主题:Topic。主题是承载消息的逻辑容器,在实际使用中多用来区分具体的业务。
Subject: Topic. A topic is a logical container that carries messages. In practice, it is often used to distinguish specific services.
分区:Partition。一个有序不变的消息序列。每个主题下可以有多个分区。
Partition: Partition. An ordered, unchanging sequence of messages. You can have multiple sections under each topic.
消息位移:Offset。表示分区中每条消息的位置信息,是一个单调递增且不变的值
Message Offset: Offset. Represents the location information for each message in the partition, and is a monotonically increasing, constant value
副本:Replica。Kafka 中同一条消息能够被拷贝到多个地方以提供数据冗余,这些地方就是所谓的副本。副本还分为领导者副本和追随者副本,各自有不同的角色划分。副本是在分区层级下的,即每个分区可配置多个副本实现高可用。读数据以及写数据的时候,只在leader副本进行。
Copy: Replica. The same message in Kafka can be copied to multiple places to provide data redundancy, which are called replicas. There are also instances of leaders and followers, each with different roles. Replicas are at the partition level, i.e. each partition can be configured with multiple replicas to achieve high availability. When reading data and writing data, it is only performed in the leader copy.
生产者:Producer。向主题发布新消息的应用程序。
Producer: Producer. An application that publishes new messages to a topic.
消费者:Consumer。从主题订阅新消息的应用程序。
Consumer: Consumer. An application that subscribes to new messages from a topic.
消费者位移:Consumer Offset。表征消费者消费进度,每个消费者都有自己的消费者位移。
Consumer Offset. Represents the consumer's consumption progress, each consumer has its own consumer displacement.
消费者组:是由多个消费者实例组成的,消费者组可以可以消费多个分区里面的数据,但是一个消费者组只能对应一个topic
Consumer group: It is composed of multiple consumer instances. A consumer group can consume data in multiple partitions, but one consumer group can only correspond to one topic
重平衡:Rebalance。消费者组内某个消费者实例挂掉后,其他消费者实例自动重新分配订阅主题分区的过程。Rebalance 是 Kafka 消费者端实现高可用的重要手段。

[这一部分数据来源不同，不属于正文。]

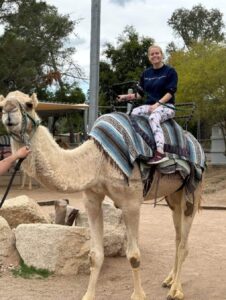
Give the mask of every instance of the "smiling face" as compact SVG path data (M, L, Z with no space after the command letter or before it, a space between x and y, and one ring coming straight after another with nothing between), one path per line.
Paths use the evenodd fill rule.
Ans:
M163 52L158 46L151 46L148 49L148 58L154 69L161 68L163 66Z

Rebalance: Rebalance. The process of automatically reassigning subscription topic partitions to other consumer instances when a consumer instance in a consumer group dies. Rebalance is an important means for Kafka to achieve high availability on the consumer side.
kafak读或者写的时候,都在副本的leader进行。
When kafak reads or writes, it does so in the copy's leader.
log.dirs
:这是非常重要的参数,指定了 Broker 需要使用的若干个文件目录路径。 : This is a very important parameter that specifies several file directory paths that the Broker needs to use.log.dirs
配置多个路径,具体格式是一个 CSV 格式,也就是用逗号分隔的多个路径,比如/home/kafka1,/home/kafka2,/home/kafka3
这样。Broker端的zookeeper参数:
Broker side zookeeper parameter:
zookeeper.connect=
zk1:2181,zk2:2181,zk3:2181/kafka1
和zookeeper.connect=
zk1:2181,zk2:2181,zk3:2181/kafka2
Broker端的Topic参数:
Topic parameter of Broker side:
auto.create.topics.enable
:是否允许自动创建 Topic。 : Whether to allow automatic creation of Topics.unclean.leader.election.enable
:是否允许 Unclean Leader 选举。 : Whether to allow Unclean Leader election.auto.leader.rebalance.enable
:是否允许定期进行 Leader 选举。 : Whether regular Leader election is allowed.auto.leader.rebalance.enable=true
,那么有可能一段时间后 Leader A 就要被强行卸任换成 Leader B。Broker端数据保存参数:
Broker data saving parameters:
log.retention.bytes
:这是指定 Broker 为消息保存的总磁盘容量大小。 This is the size of the total disk capacity saved by the specified Broker for messages.message.max.bytes
:控制 Broker 能够接收的最大消息大小。 Controls the maximum message size that the Broker can receive.log.retention.{hour|minutes|ms}
:控制一条消息数据被保存多长时间。 : Controls how long a message's data is saved.当同时设置了broker端参数和Topic级别参数的时候,Topic级别的参数会覆盖broker端的参数。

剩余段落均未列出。